Do you know what May is? Mental Health Awareness Month!
I don’t know about you, but one of the first things I think of in association with “mental health” is “stigma”, followed by things like “horror story” and “thriller”. I’m a big fan of shows like Criminal Minds, but I’m also passionate about ending the stigma of mental illness. Not only is the cliche of “bad guy is a bad guy because of X mental disorder” kinda lazy and predictable, it regurgitates the stereotype that people with mental disorders are violent. In reality, they’re more likely to be VICTIMS of violence than non-disordered individuals. It’s true that mental illness can be scary, but in real life it’s mainly scary for the person experiencing it.
The website TV Tropes has a long list of tropes about mental illness, ranging from “all people with ADHD are easily distracted” and “all people with Tourette’s swear uncontrollably” to “Dissociative Identity Disorder makes you a serial killer” and “all psychopaths are violent criminals”. There are real people with these conditions, not just comic relief characters and bad guys.

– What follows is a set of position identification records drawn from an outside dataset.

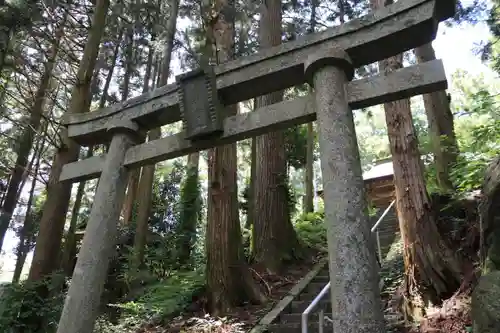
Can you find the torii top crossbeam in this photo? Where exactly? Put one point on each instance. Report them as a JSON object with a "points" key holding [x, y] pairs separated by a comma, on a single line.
{"points": [[383, 33]]}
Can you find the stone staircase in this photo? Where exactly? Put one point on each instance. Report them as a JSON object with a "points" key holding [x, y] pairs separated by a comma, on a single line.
{"points": [[289, 320], [286, 316]]}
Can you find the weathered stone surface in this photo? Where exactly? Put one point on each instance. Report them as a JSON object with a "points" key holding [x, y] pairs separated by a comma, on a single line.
{"points": [[355, 293], [361, 93], [199, 105], [82, 302], [378, 35], [486, 304]]}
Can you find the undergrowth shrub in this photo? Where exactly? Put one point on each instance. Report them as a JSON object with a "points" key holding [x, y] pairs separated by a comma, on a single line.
{"points": [[157, 302], [21, 306], [311, 230]]}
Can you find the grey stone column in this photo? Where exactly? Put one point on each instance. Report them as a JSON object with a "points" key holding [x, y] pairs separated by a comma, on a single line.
{"points": [[356, 303], [87, 284]]}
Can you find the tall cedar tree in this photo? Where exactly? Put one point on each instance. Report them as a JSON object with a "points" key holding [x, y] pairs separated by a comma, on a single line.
{"points": [[147, 176], [274, 238], [28, 136], [441, 129], [48, 242], [229, 279], [433, 271]]}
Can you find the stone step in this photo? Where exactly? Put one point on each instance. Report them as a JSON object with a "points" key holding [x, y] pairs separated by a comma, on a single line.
{"points": [[321, 278], [295, 328], [297, 317], [300, 305]]}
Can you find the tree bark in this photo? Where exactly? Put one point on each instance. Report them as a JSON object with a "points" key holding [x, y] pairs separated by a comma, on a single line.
{"points": [[28, 136], [147, 176], [309, 171], [133, 183], [229, 279], [274, 239], [432, 270], [58, 193], [26, 236], [251, 192], [441, 129], [69, 252]]}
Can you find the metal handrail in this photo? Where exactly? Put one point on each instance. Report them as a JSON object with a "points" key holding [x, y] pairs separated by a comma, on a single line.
{"points": [[375, 226], [326, 289]]}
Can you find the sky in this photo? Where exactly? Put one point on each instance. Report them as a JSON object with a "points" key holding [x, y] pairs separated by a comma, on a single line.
{"points": [[453, 45]]}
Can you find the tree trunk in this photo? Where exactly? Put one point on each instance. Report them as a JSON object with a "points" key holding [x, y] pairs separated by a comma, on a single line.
{"points": [[441, 130], [147, 176], [309, 171], [26, 236], [251, 192], [432, 270], [189, 212], [48, 242], [274, 239], [229, 279], [28, 136], [133, 182], [129, 62]]}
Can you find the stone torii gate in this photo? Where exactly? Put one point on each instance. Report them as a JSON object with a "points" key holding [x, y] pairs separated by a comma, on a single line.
{"points": [[327, 61]]}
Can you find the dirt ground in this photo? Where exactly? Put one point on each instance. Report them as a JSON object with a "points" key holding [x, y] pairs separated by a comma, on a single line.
{"points": [[242, 319]]}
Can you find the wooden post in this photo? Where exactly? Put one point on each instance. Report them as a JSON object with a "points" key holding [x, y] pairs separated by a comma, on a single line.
{"points": [[82, 303], [356, 304]]}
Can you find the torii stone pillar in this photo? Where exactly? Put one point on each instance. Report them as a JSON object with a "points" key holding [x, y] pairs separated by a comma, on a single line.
{"points": [[99, 241], [355, 294]]}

Since most people get their information on the topic from the media, the only thing that playing up mental illness as scary or funny accomplishes is setting apart people with mental illnesses as “other”. The presumption of violence (as well as other stigmas) keeps people from getting treatment, whatever form said treatment may take. Stigma can also lead to comorbid issues such as depression (which is more than just “being sad”) and a substance use disorder (substances may be used as a maladaptive coping strategy), compounding the time that would be spent in treatment.
One in five Americans will suffer from mental illness at some point in their lives. In a group of five people, one of them could be your friend, neighbor, relative, lover, or even you. My mom used to say, to the best of my recollection, that disability is the one minority that can be joined at any time; I can say with confidence that the same is true of mental illness.
Horror writers, I get that you want to scare people--I write horror too. Which is scarier? Being chased by an “escaped mental patient”, or being feared and ostracized when your brain turns against you? This Mental Health Month, what can you do to change the stigmas?